Saturday, February 07, 2009

Manna from heaven

Government doesn't spend money in the same way that a lot of people do. When government spends money it doesn't open up the piggybank and let the dollars flow, it just takes money from some people and gives it to some others. It doesn't truly spend, it simply reallocates. Therefore, for government expenditures to make sense the money being spent on the government project has to be at least as equally worthwhile as what it otherwise would have been spent on.

For example, I am willing to forgo $10 -- roughly the cost of a movie ticket -- to ensure that our roads don't have potholes. I am less willing to make that tradeoff, however, if it is being spent on building a golf course.

Understanding this is vital. If government spend $1 billion and creates a few thousand jobs people might hail that as a great development. What they don't see, however, are the jobs that weren't created because businesses had to pay $1 billion in taxes that they couldn't invest in their companies. What's worse, the money spent by the government on jobs are less likely to be viable in the long-term and have less benefit to the economy because if the investments require government money to succeed it is a good sign that they aren't that economically viable, otherwise they wouldn't have to go to the government in the first place for funding.

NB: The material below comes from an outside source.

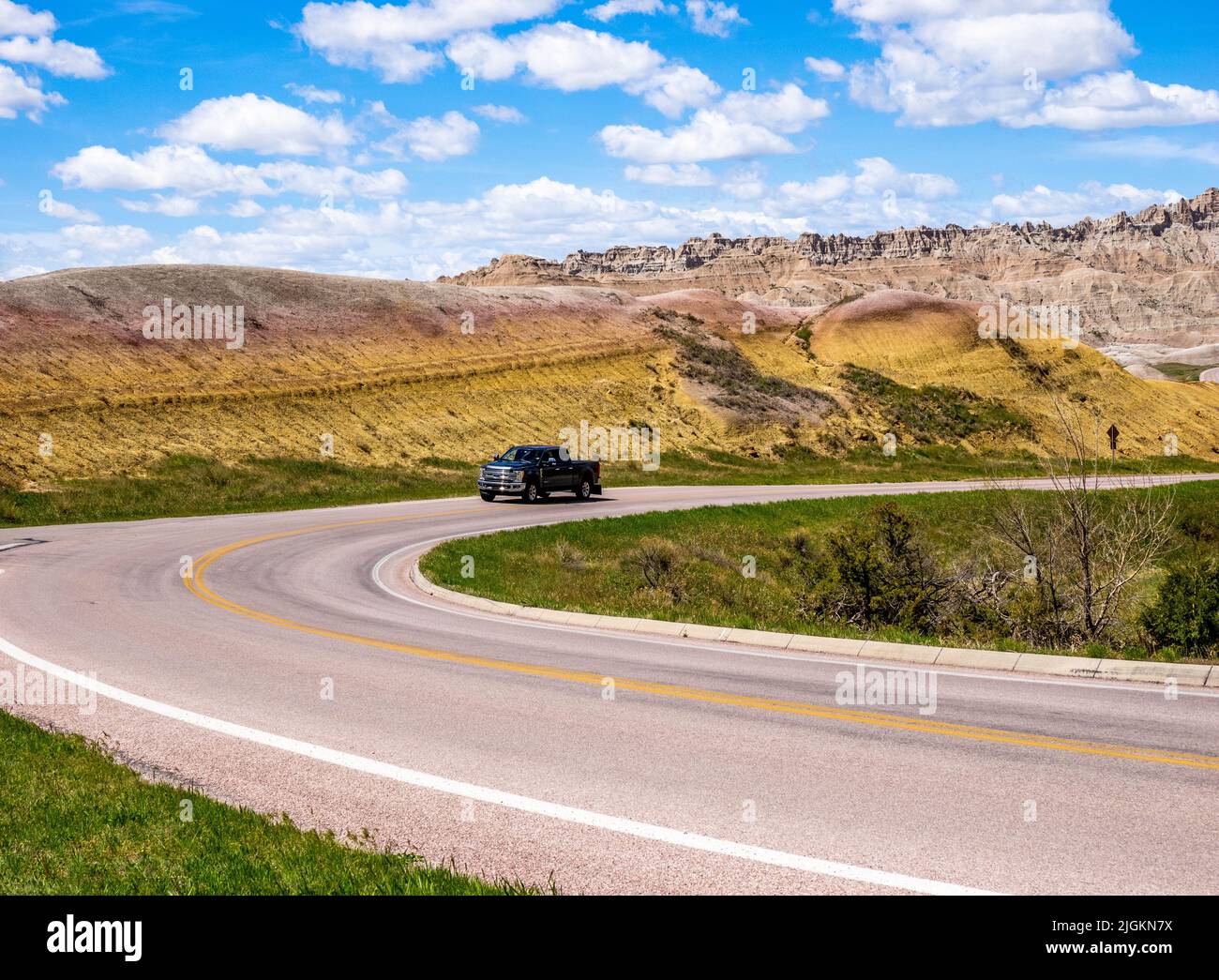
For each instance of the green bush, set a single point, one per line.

We all know this intuitively, with most of the products we use on a daily basis the product of investment by the private sector, not government.

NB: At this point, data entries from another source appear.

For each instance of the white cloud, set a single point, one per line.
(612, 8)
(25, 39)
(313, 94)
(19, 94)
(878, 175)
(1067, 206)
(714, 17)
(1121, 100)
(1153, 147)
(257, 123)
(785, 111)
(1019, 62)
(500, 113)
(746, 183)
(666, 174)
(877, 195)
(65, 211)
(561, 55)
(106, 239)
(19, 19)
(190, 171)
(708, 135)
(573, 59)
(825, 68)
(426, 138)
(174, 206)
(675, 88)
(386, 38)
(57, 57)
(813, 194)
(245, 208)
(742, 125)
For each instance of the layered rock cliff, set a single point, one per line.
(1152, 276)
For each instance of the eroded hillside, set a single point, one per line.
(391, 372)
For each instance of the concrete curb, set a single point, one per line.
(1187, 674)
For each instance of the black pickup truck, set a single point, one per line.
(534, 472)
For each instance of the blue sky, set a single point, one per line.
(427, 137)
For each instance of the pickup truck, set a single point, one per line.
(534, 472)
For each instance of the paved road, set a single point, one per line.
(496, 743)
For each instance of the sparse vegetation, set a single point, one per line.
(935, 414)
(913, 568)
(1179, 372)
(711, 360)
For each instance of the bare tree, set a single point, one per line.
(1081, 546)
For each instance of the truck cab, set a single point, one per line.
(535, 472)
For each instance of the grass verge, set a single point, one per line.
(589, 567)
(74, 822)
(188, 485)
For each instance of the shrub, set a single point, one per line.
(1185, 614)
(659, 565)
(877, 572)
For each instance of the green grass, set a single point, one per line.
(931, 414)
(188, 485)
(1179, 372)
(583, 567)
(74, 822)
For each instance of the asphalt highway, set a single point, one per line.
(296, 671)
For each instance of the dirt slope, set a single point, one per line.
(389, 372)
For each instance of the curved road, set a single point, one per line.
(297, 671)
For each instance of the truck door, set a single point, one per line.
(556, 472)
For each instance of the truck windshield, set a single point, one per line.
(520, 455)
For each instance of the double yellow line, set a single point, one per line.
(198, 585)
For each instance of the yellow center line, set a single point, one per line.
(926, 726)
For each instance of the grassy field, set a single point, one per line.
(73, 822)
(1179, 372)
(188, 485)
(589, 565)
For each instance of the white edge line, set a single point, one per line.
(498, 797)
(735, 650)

All of this is particularly true in the context of the debate over the stimulus package:
Mr. Obama is now endorsing a sort of reductionist Keynesianism that argues that any government spending is an economic stimulus. This is so manifestly false that we doubt Mr. Obama really believes it. He has to know that it matters what the government spends the money on, as well as how it is financed. A dollar doled out in jobless benefits may well be spent by the worker who receives it. That $1 of spending will count as economic activity and add to GDP.

But that same dollar can't be conjured out of thin air. The government has to take that dollar away from someone else -- either in higher taxes, or by issuing new debt in the form of a bond. The person who is taxed or buys the bond will have $1 less to spend. If the beneficiary of that $1 spends it on something less productive than the taxed American or the lender would have, then the net impact on growth will be negative.

Some Democrats claim these transfer payments are stimulating because they go mainly to poor people, who immediately spend the money. Tax cuts for business or for incomes across the board won't work, they add, because those tax cuts go disproportionately to "the rich," who will save the money. But a saved $1 doesn't vanish from the economy, unless it is stuffed into a mattress. It enters the financial system, where it is lent to others; or it is invested in the stock market as capital for businesses; or it is invested in entirely new businesses, which are the real drivers of job creation and prosperity.
If everyone understood this the stimulus package would be laughed out of Congress.